Other highlights of the report include:
- Among men, cancers of the prostate, lung and bronchus, and colorectum account for more than half (about 52 percent) of all newly diagnosed cancers. Prostate cancer alone accounts for 29 percent of incident cases in men.
- The three most commonly diagnosed types of cancer among women in 2011 are breast, lung and bronchus, and colorectum, accounting for about 53 percent of estimated cancer cases in women. Breast cancer alone is expected to account for 30 percent of all new cancer cases among women.
- The lifetime probability of being diagnosed with an invasive cancer is higher for men (44 percent) than women (38 percent).
- It is estimated that about 571,950 Americans will die from cancer, corresponding to over 1,500 deaths per day.
- Cancers of the lung and bronchus, prostate and colorectum in men, and cancers of the lung and bronchus, breast and colorectum in women continue to be the most common causes of cancer death. These four cancers account for almost half of the total cancer deaths among men and women.
- Lung cancer is expected to account for 26 percent of all cancer deaths among women in 2011.
- The lung cancer mortality rate in women has finally begun to decline, more than a decade later than the decline began in men.

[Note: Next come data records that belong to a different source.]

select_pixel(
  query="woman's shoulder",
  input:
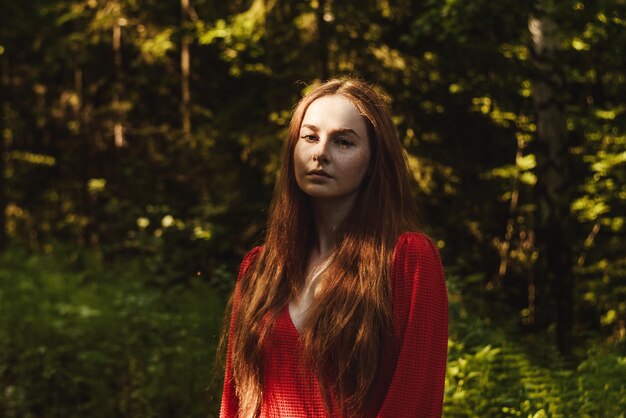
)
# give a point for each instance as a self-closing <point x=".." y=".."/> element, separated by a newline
<point x="414" y="241"/>
<point x="415" y="251"/>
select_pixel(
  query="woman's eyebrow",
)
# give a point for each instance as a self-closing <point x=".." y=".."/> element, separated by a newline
<point x="334" y="131"/>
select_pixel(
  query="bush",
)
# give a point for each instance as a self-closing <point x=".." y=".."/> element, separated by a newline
<point x="102" y="343"/>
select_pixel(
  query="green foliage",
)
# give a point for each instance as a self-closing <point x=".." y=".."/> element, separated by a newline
<point x="101" y="342"/>
<point x="493" y="371"/>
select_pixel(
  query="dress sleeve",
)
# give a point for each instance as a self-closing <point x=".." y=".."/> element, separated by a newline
<point x="230" y="405"/>
<point x="421" y="328"/>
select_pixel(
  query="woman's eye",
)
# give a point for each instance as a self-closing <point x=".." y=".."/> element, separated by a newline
<point x="344" y="143"/>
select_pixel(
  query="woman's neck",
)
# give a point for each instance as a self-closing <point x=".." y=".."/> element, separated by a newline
<point x="328" y="215"/>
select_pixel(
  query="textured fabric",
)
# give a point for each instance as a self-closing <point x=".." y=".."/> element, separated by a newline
<point x="410" y="379"/>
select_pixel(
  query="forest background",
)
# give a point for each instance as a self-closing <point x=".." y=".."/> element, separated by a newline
<point x="139" y="147"/>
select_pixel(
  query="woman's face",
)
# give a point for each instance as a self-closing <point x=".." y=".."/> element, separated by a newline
<point x="332" y="152"/>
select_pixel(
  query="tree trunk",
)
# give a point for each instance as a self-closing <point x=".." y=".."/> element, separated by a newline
<point x="553" y="287"/>
<point x="118" y="127"/>
<point x="184" y="71"/>
<point x="4" y="84"/>
<point x="322" y="39"/>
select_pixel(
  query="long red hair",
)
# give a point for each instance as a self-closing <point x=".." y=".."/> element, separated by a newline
<point x="352" y="313"/>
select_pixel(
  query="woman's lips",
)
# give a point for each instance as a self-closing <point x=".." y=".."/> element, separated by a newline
<point x="318" y="174"/>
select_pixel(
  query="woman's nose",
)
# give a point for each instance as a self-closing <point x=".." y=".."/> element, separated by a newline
<point x="320" y="152"/>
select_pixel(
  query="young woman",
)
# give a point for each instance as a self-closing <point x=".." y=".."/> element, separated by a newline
<point x="343" y="311"/>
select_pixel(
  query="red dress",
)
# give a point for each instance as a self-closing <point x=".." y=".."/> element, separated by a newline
<point x="410" y="379"/>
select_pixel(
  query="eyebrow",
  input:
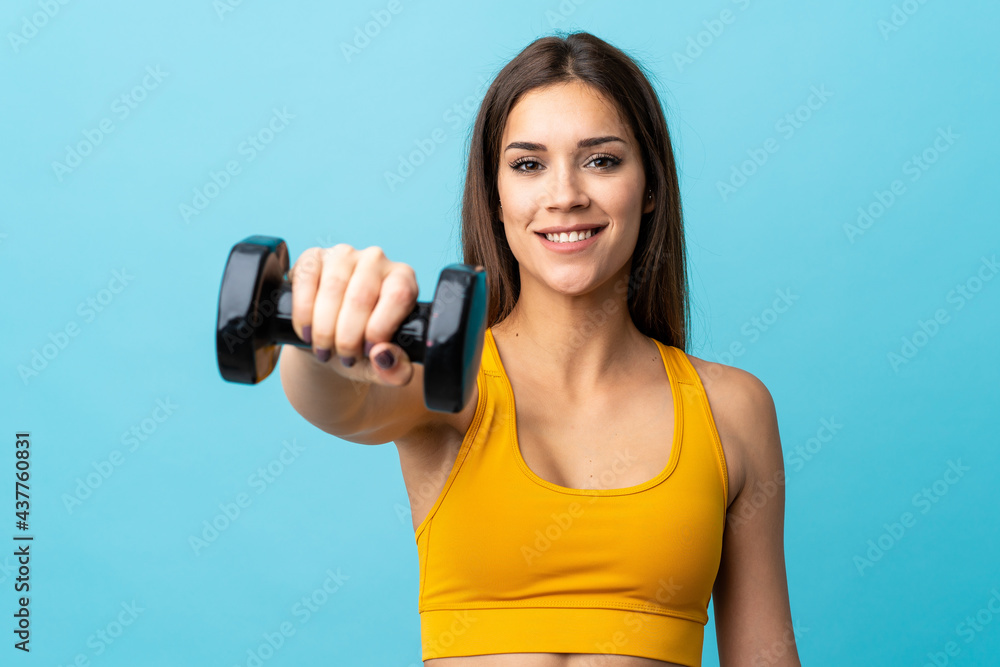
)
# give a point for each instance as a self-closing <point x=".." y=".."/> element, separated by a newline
<point x="583" y="143"/>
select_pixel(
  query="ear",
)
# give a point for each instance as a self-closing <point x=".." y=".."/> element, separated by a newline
<point x="649" y="203"/>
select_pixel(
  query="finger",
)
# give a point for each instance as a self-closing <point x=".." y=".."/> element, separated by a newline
<point x="338" y="265"/>
<point x="359" y="301"/>
<point x="396" y="300"/>
<point x="390" y="365"/>
<point x="304" y="278"/>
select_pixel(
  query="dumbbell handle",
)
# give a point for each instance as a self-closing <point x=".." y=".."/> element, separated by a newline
<point x="411" y="334"/>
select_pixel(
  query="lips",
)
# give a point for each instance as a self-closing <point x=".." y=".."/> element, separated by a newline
<point x="589" y="236"/>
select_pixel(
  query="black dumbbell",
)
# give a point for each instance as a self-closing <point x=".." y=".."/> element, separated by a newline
<point x="255" y="319"/>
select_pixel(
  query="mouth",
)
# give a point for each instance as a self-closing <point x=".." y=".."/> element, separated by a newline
<point x="570" y="240"/>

The lag in lung cancer trends in women compared with men reflects a later uptake of cigarette smoking in women, among whom smoking peaked about 20 years later than in men.
- Recent rapid declines in colorectal cancer incidence rates largely reflect increases in screening that can detect and remove precancerous polyps.
- The overall cancer death rate decreased by 1.9 percent per year from 2001 to 2007 in males and by 1.5 percent in females from 2002 to 2007, compared to smaller declines of 1.5 percent per year in males from 1993 to 2001 and 0.8 percent per year in females from 1994 to 2002.
- Between 1990/1991 and 2007, cancer death rates decreased by 22.2 percent in men and by 13.9 percent in women.
- Mortality rates have continued to decrease for colorectum, female breast and prostate cancers.
- Among men, the reduction in death rates for lung, prostate and colorectal cancers accounts for nearly 80 percent of the total decrease in the cancer death rate, while among women, a reduction in death rates for breast and colorectal cancers account for almost 60 percent of the decrease.
The reports feature a special section on the impact of eliminating disparities on cancer deaths. This section finds cancer death rates for individuals with the least education are more than twice those of the most educated and that closing that gap could have prevented 37 percent--or 60,370--of the premature cancer deaths that occurred in 2007 in people ages 25 to 64 years.